Generate image from text

Let’s start by loading up the Stable Diffusion pipeline and see what we can do. There are many different versions of the Stable Diffusion model available, and the latest version as of this writing is version 2.1. If you want to explore an older version, just change it at model_id (for example, you can try changing it to CompVis/stable-diffusion-v1-4 or choose a model from the dreambooth concepts library).

# Load the pipeline
model_id = "stabilityai/stable-diffusion-2-1-base"
pipe = StableDiffusionPipeline.from_pretrained(model_id).to(device)
pipe.enable_attention_slicing()
unet\diffusion_pytorch_model.safetensors not found



Loading pipeline components...: 0%| | 0/6 [00:00<?, ?it/s]

If your GPU is running out of memory, here are some ways you might be able to reduce memory usage:

  • Loads the FP16 precision version (but not supported on all systems). At the same time, when you experiment with a specific part of the pipeline, you will also need to convert all tensors to torch.float16 precision:

    pipe = StableDiffusionPipeline.from_pretrained(model_id, revision="fp16", torch_dtype=torch.float16).to(device)

  • Turn on attention slicing.
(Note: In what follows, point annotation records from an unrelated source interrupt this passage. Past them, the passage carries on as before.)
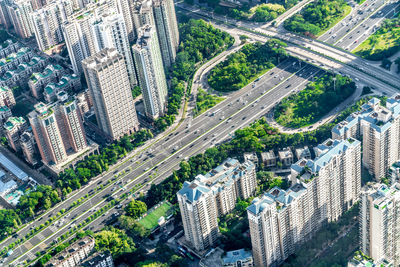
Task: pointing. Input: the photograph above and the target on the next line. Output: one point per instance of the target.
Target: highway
(359, 13)
(365, 28)
(205, 131)
(238, 110)
(310, 48)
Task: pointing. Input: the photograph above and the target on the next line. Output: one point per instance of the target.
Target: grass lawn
(151, 220)
(347, 10)
(378, 42)
(206, 101)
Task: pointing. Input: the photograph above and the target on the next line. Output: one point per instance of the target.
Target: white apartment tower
(110, 32)
(6, 97)
(379, 129)
(109, 87)
(47, 134)
(58, 130)
(212, 195)
(47, 23)
(19, 13)
(150, 72)
(323, 189)
(380, 222)
(167, 29)
(79, 39)
(199, 215)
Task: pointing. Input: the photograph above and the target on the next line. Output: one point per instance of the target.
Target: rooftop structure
(377, 126)
(281, 220)
(269, 159)
(238, 258)
(212, 195)
(379, 220)
(73, 255)
(303, 153)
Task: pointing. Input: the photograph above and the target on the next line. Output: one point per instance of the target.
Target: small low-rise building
(66, 83)
(38, 81)
(14, 127)
(303, 153)
(251, 157)
(101, 259)
(73, 255)
(11, 61)
(5, 113)
(21, 74)
(268, 159)
(286, 157)
(8, 47)
(238, 258)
This sacrifices a little bit of speed to reduce GPU memory usage:

pipe.enable_attention_slicing()

  • Reduce the size of the image to be generated

When the pipeline is loaded, we can use the following code to generate images using text prompts:

# Set up a generator for reproducibility
generator = torch.Generator(device=device).manual_seed(42)

# Run the pipeline, showing some of the available arguments
pipe_output = pipe(
    prompt="What to generate Palette knife painting of an autumn cityscape",
    negative_prompt="Oversaturated, blurry, low quality", # What NOT to generate
    height=480, width=640, # Specify the image size
    guidance_scale=8, # How to strongly follow the prompt
    num_inference_steps=35, # How many steps to take
    generator=generator # Fixed random seed
)

# View the resulting image:
pipe_output.images[0]
 0%| | 0/35 [00:00<?, ?it/s]

Exercise: Take some time to experiment with the code blocks above, using your own text prompts, and iterating on settings to see how they affect the build. Use a different random seed or remove the generator input parameter and see what different effects you can get.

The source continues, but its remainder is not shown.